Random effects in linear model using stan

Introduction

There are \(J\) participants for which we make multiple observations in both the control state and intervention state for all \(J\). A random intercept, random slope model, can be specified as:

\[ \begin{aligned} y_{i} &\sim Normal(\mu_{i}, \sigma) \\ \mu_{i} &= \alpha_{x(i)} + \beta_{j(i),x(i)} \\ \end{aligned} \]

Each \(y_{i}\) records a response for participant \(j(i)\) where \(j = 1..J\), under each treatment group recorded in \(x(i)\); here \(x = 1, 2\) with \(1\) for control. Within a participant, the observations in each group are considered exchangeable.

The model includes a parameter for each of the treatment group mean (the \(\alpha_{x(i)}\)) and each person \(j\) can have a random offset from the control state mean (these would be the \(\beta_{j(i),1}\)) and a random offset to the treatment group mean (the \(\beta_{j(i),2}\)).

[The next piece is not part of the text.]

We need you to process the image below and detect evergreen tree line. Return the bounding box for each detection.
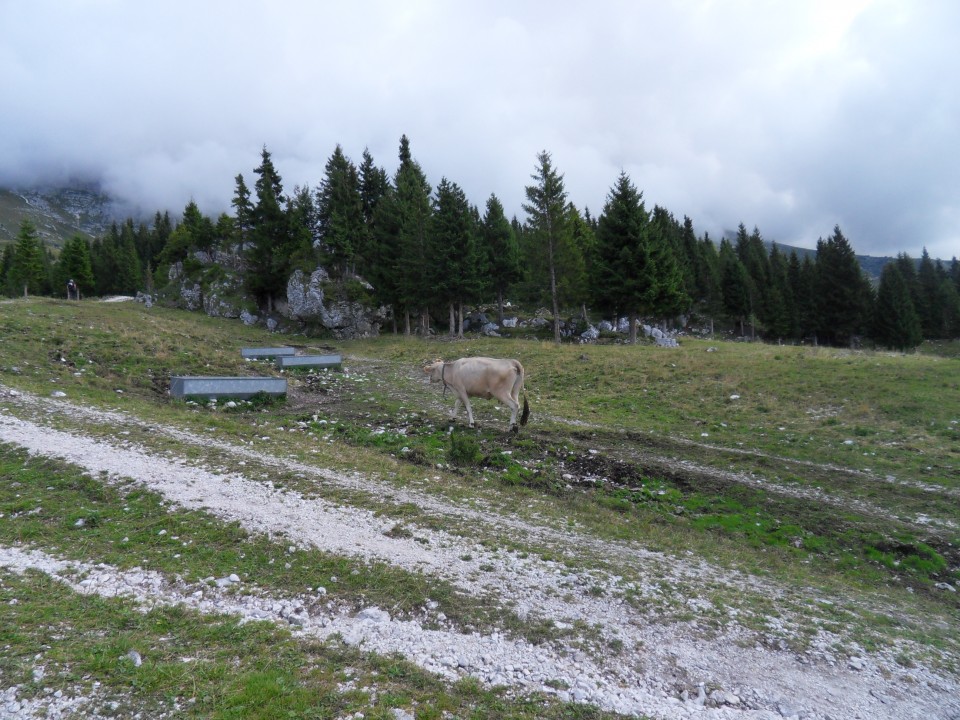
[0,136,960,349]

We could assume the \(\beta_{j(i),1}\) and \(\beta_{j(i),2}\) to be independent, but we can also assume (and model) them as correlated:

\[ \begin{aligned} \begin{bmatrix} \beta_{j,1} \\ \beta_{j,2} \end{bmatrix} &= MVNormal(0, \Sigma) \\ \Sigma &= \begin{pmatrix} \sigma_{\beta_{j,1}} & 0 \\ 0 & \sigma_{\beta_{j,2}} \\ \end{pmatrix} R \begin{pmatrix} \sigma_{\beta_{j,1}} & 0 \\ 0 & \sigma_{\beta_{j,2}} \\ \end{pmatrix} \\ \end{aligned} \]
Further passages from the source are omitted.